Though she was still pale, Calliope’s lips twisted into a smirk. “How cute. You can try all you want, but she isn’t getting out of here ali—” She stopped. “What’s that?”

Cronus’s expression went blank, and I twisted around, searching for whatever it was that had caught her attention. What was what?

Calliope’s gaze unfocused, and her smirk faltered. “Father, do something,” she hissed, and at last I heard it.

The distant rumble of thunder, growing louder with each passing second.

The crack of lightning that lit up the sky beyond the indigo curtains in the hallway.

A burst of wind so strong that it howled through the corridors.

And a dozen war cries blending together, forming a fearsome harmony.

The council had arrived.

Calliope’s face went from pale to ashen, and her grip on Henry slipped. I didn’t think.

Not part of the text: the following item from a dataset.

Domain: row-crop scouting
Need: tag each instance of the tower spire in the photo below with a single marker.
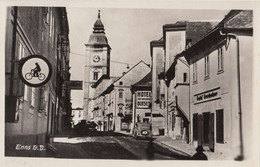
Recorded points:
(98, 14)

In that moment, I memorized the feel of my son’s tiny hand in mine, and I let go.

As fast as I could, I hurtled toward Henry and Calliope, knocking him out of the way. Grabbing her fist, I smashed her knuckles against the wall to make her let go of the dagger. She wasn’t human though, and just like me, she couldn’t feel pain. No matter how much force I used, it was pointless.

But I had to buy Henry enough time to grab Milo and leave. Together we struggled, goddess against goddess, and I let out an enraged cry. Something inside me took over, something primal. As Calliope fought, so did I, with everything I had.

“Cronus!” shrieked Calliope, but he vanished into an eerie fog. His true form. With a dozen screaming gods surrounding the castle, no matter how powerful he was, he had no choice but to fight. He wouldn’t be any help to her now.

Calliope must have realized the same thing, because with a surge of power, she shoved me, and we toppled to the ground. She twisted my neck, and I scratched her face, attempting to gouge out her eyes, but neither of us could hurt the other.

“You bitch,” she snarled. “You conniving, useless bitch.”

“Can’t kill me.” I worked my fingers around the handle of the dagger and struggled to pull it from her grip. “I die, you die, remember?”

“Father won’t touch a hair on my head.”

“Are you willing to bet your entire existence on that?”

She screeched and wrenched the dagger from me. I had no chance against her immense strength, and I watched in horror as my grip slipped and the tip of the infused blade plunged into my arm.

White-hot pain ripped through me, burning everything in its path, infinitely worse than the brush of fog against my leg during my botched coronation ceremony nearly a year before. This was inside me, fusing together with my very being, choking it until only a few pitiful gasps remained.

I was dying. Two more seconds, and I’d be—

A black blur slammed into her. As the weight of Calliope’s body disappeared, the choke hold vanished. Agony burned inside me, leaving me breathless, and fire replaced the ice of the blade as I bled freely. What was happening?